Beltrami identity

Eugenio Beltrami

The Beltrami identity, named after Eugenio Beltrami, is a special case of the Euler–Lagrange equation in the calculus of variations.

The Euler–Lagrange equation serves to extremize action functionals of the form

${\displaystyle I[u]=\int _{a}^{b}L[x,u(x),u'(x)]\,dx\,,}$

where ${\displaystyle a}$ and ${\displaystyle b}$ are constants and ${\displaystyle u'(x)={\frac {du}{dx}}}$.^[1]

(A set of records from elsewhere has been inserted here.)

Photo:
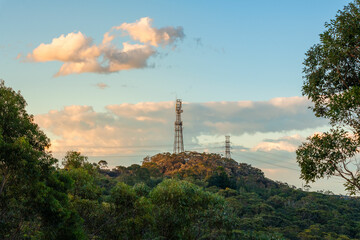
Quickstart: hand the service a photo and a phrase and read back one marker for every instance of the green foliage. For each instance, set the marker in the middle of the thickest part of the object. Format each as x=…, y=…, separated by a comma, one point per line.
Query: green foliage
x=33, y=198
x=332, y=83
x=185, y=211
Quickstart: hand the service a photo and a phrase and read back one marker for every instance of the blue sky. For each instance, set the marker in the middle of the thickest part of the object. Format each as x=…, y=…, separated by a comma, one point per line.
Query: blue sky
x=247, y=52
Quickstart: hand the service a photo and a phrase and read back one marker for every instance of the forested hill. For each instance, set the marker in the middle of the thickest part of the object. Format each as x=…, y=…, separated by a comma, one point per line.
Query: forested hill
x=256, y=207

If ${\displaystyle {\frac {\partial L}{\partial x}}=0}$, then the Euler–Lagrange equation reduces to the Beltrami identity,

${\displaystyle L-u'{\frac {\partial L}{\partial u'}}=C\,,}$

where C is a constant.^{[2][note 1]}

Derivation

By the chain rule, the derivative of L is

${\displaystyle {\frac {dL}{dx}}={\frac {\partial L}{\partial x}}{\frac {dx}{dx}}+{\frac {\partial L}{\partial u}}{\frac {du}{dx}}+{\frac {\partial L}{\partial u'}}{\frac {du'}{dx}}\,.}$

Because ${\displaystyle {\frac {\partial L}{\partial x}}=0}$, we write

${\displaystyle {\frac {dL}{dx}}={\frac {\partial L}{\partial u}}u'+{\frac {\partial L}{\partial u'}}u''\,.}$

Then by combining this with the Euler–Lagrange equation,

${\displaystyle {\frac {\partial L}{\partial u}}={\frac {d}{dx}}{\frac {\partial L}{\partial u'}}\,.}$

We get the following expression,

${\displaystyle {\frac {dL}{dx}}=u'{\frac {d}{dx}}{\frac {\partial L}{\partial u'}}+u''{\frac {\partial L}{\partial u'}}\,.}$

By the product rule, the right side is equivalent to

${\displaystyle {\frac {dL}{dx}}={\frac {d}{dx}}\left(u'{\frac {\partial L}{\partial u'}}\right)\,.}$

By integrating both sides and putting both terms on one side, we get the Beltrami identity,

${\displaystyle L-u'{\frac {\partial L}{\partial u'}}=C\,.}$

Applications

Solution to the brachistochrone problem

The solution to the brachistochrone problem is the cycloid.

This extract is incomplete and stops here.